Há poucos anos, falar em carros que pudessem recarregar sozinhos, operar silenciosamente, emitir zero poluentes e até fornecer energia para casas parecia coisa de ficção científica — numa era em que as projeções tecnológicas populares ainda apostavam em carros voadores e robôs futuristas. Mas a inovação real, aquela que impacta o cotidiano das pessoas, seguiu um caminho mais funcional e transformador.

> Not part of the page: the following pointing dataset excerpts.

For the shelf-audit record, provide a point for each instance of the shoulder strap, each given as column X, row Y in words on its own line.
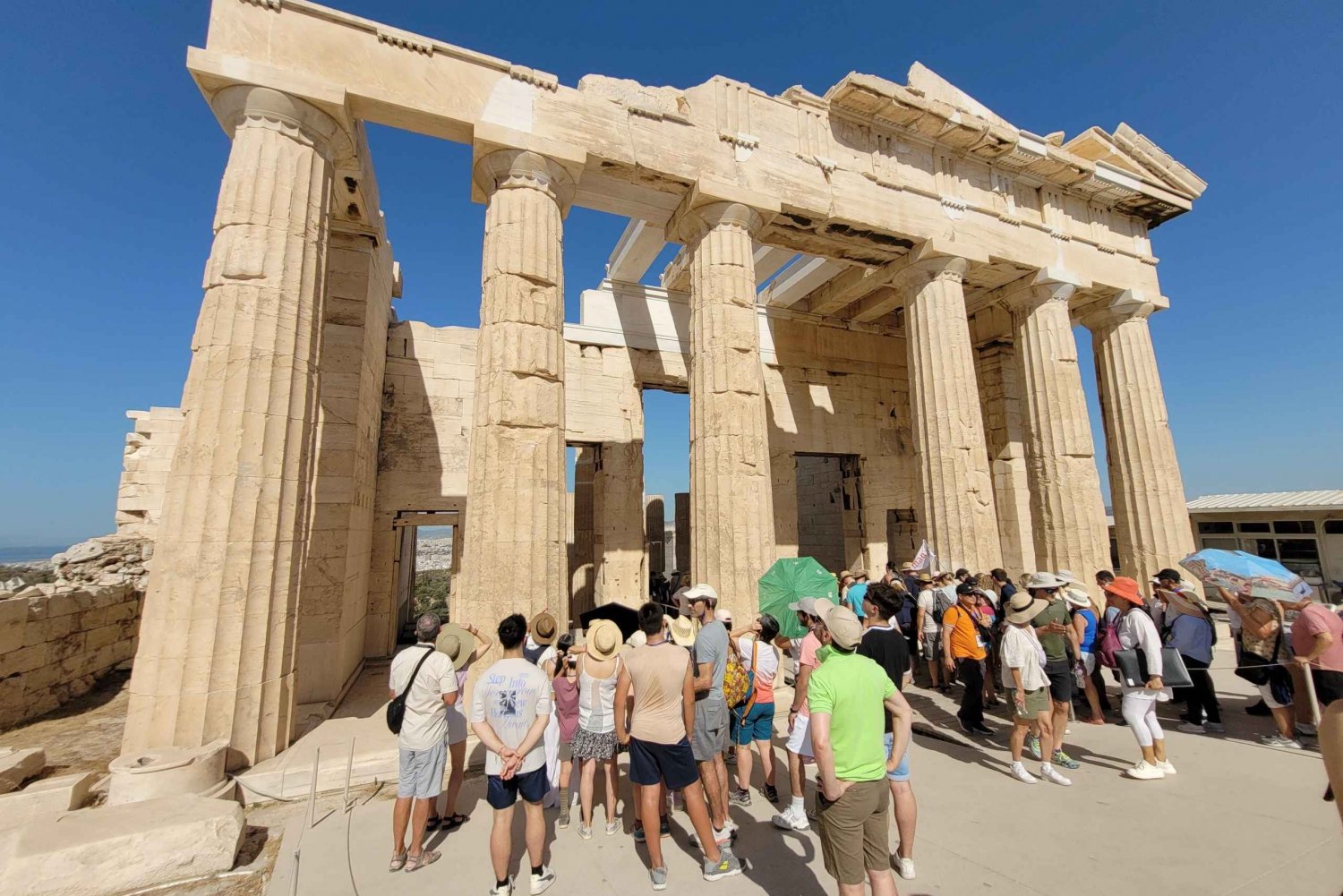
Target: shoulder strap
column 427, row 653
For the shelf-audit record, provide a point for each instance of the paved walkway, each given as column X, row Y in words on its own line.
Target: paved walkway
column 1238, row 818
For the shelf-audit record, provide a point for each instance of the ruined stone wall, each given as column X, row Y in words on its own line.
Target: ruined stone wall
column 333, row 605
column 426, row 413
column 821, row 511
column 58, row 640
column 144, row 469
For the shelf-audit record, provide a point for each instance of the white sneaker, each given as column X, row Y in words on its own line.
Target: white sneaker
column 790, row 820
column 542, row 883
column 1142, row 772
column 1049, row 774
column 1279, row 740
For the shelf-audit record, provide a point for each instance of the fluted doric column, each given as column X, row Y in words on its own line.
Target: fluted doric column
column 515, row 527
column 731, row 498
column 1151, row 519
column 959, row 516
column 1068, row 514
column 218, row 630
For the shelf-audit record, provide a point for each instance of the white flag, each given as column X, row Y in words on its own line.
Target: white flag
column 924, row 559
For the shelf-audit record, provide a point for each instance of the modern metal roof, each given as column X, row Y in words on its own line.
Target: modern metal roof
column 1270, row 500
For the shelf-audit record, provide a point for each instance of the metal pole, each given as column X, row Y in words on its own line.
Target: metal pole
column 312, row 789
column 1310, row 692
column 349, row 769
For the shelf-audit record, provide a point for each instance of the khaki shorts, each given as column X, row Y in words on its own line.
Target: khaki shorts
column 854, row 831
column 1037, row 702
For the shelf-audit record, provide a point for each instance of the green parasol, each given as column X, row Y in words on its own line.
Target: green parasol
column 787, row 582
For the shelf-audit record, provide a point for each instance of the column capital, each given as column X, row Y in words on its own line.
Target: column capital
column 714, row 203
column 523, row 169
column 926, row 270
column 249, row 105
column 1125, row 306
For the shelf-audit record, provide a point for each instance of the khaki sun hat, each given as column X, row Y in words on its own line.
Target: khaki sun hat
column 1022, row 608
column 603, row 640
column 544, row 629
column 682, row 632
column 454, row 641
column 843, row 624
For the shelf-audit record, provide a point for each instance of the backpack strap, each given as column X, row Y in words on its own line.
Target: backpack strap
column 415, row 672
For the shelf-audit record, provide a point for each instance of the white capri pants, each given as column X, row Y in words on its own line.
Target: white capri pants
column 1141, row 713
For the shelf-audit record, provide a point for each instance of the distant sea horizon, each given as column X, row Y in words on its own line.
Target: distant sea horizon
column 30, row 554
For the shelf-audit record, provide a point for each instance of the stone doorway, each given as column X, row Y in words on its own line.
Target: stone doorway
column 830, row 509
column 426, row 562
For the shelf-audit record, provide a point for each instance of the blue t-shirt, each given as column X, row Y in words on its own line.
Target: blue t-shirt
column 1193, row 637
column 854, row 598
column 1090, row 635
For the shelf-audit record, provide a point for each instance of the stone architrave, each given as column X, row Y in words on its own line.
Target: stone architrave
column 218, row 630
column 731, row 493
column 618, row 525
column 516, row 500
column 1151, row 520
column 1068, row 514
column 959, row 515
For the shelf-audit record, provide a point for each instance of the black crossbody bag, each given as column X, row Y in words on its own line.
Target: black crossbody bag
column 397, row 708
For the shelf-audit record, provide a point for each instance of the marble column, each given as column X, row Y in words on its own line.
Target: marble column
column 618, row 525
column 1068, row 514
column 218, row 627
column 1151, row 519
column 999, row 395
column 959, row 517
column 515, row 525
column 580, row 550
column 731, row 496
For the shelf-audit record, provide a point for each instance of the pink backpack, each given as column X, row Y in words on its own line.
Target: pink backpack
column 1107, row 644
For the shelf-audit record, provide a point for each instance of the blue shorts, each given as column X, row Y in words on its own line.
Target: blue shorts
column 531, row 785
column 757, row 724
column 673, row 764
column 902, row 772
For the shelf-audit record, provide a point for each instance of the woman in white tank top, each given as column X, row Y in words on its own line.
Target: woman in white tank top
column 594, row 742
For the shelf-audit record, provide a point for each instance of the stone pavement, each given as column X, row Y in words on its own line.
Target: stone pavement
column 1238, row 818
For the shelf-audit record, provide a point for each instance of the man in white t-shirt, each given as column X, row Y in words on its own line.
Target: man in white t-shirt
column 422, row 740
column 929, row 627
column 510, row 707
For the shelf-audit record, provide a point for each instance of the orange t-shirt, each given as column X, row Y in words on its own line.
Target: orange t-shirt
column 964, row 635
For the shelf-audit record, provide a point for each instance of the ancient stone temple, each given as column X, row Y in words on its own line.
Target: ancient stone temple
column 872, row 311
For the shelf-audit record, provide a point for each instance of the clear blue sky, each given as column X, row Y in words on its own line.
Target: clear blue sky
column 112, row 163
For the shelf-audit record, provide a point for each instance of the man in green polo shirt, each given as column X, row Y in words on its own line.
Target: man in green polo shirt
column 849, row 696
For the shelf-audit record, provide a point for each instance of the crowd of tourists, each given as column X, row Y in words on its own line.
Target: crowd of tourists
column 692, row 699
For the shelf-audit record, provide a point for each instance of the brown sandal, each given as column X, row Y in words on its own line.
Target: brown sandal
column 427, row 858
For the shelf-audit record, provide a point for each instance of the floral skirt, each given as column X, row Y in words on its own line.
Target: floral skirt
column 588, row 745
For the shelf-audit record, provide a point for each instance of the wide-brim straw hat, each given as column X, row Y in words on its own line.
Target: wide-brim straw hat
column 544, row 629
column 603, row 640
column 1077, row 598
column 682, row 632
column 1044, row 581
column 454, row 641
column 1125, row 589
column 1022, row 608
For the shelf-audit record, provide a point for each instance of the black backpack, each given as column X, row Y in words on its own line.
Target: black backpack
column 397, row 708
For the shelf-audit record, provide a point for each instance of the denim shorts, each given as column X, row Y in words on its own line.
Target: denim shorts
column 757, row 724
column 902, row 772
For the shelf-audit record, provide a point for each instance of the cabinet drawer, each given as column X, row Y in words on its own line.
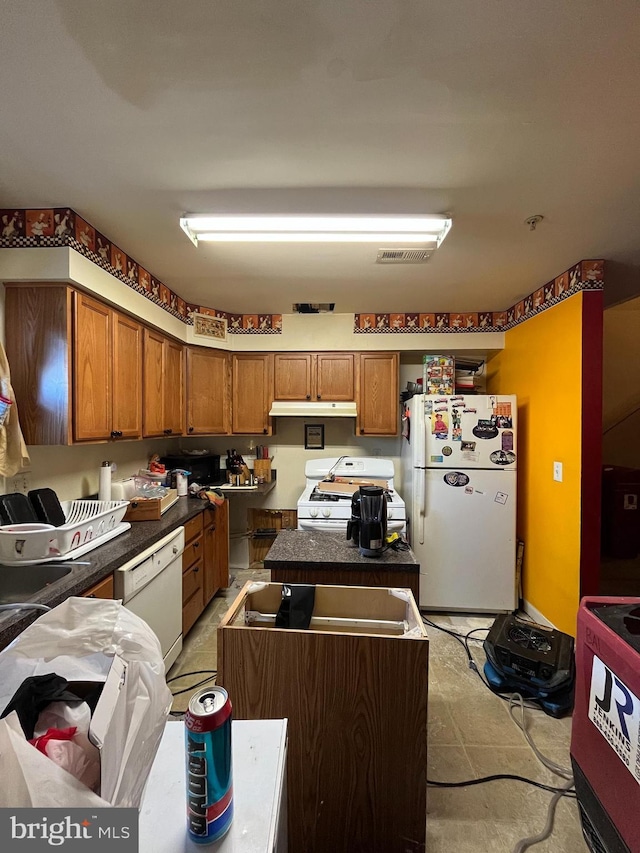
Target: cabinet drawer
column 192, row 552
column 191, row 610
column 193, row 527
column 104, row 589
column 191, row 581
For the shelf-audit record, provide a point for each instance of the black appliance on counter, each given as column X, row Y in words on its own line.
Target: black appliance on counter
column 204, row 468
column 368, row 524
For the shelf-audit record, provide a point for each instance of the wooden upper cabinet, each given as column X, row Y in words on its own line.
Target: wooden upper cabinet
column 38, row 320
column 163, row 385
column 216, row 550
column 314, row 376
column 127, row 377
column 294, row 376
column 335, row 376
column 252, row 384
column 92, row 342
column 207, row 391
column 378, row 400
column 173, row 391
column 152, row 385
column 75, row 363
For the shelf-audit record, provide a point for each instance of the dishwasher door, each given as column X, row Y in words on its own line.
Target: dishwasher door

Hoje, a tecnologia evoluiu para entregar soluções acessíveis, seguras e eficientes, que estão cada vez mais presentes nas ruas das cidades e também nos telhados das casas, nos centros de distribuição e nas usinas solares. Um estudo do Conselho Internacional de Transporte Limpo (ICCT Brasil) mostra que veículos 100% elétricos emitem até 67% menos gases de efeito estufa ao longo de seu ciclo de vida quando comparados a modelos a combustão. Essa vantagem é ainda mais significativa em países com alta participação de fontes renováveis na geração de eletricidade — como o Brasil, onde 93% da energia gerada em 2023 veio de hidrelétricas, solares e eólicas.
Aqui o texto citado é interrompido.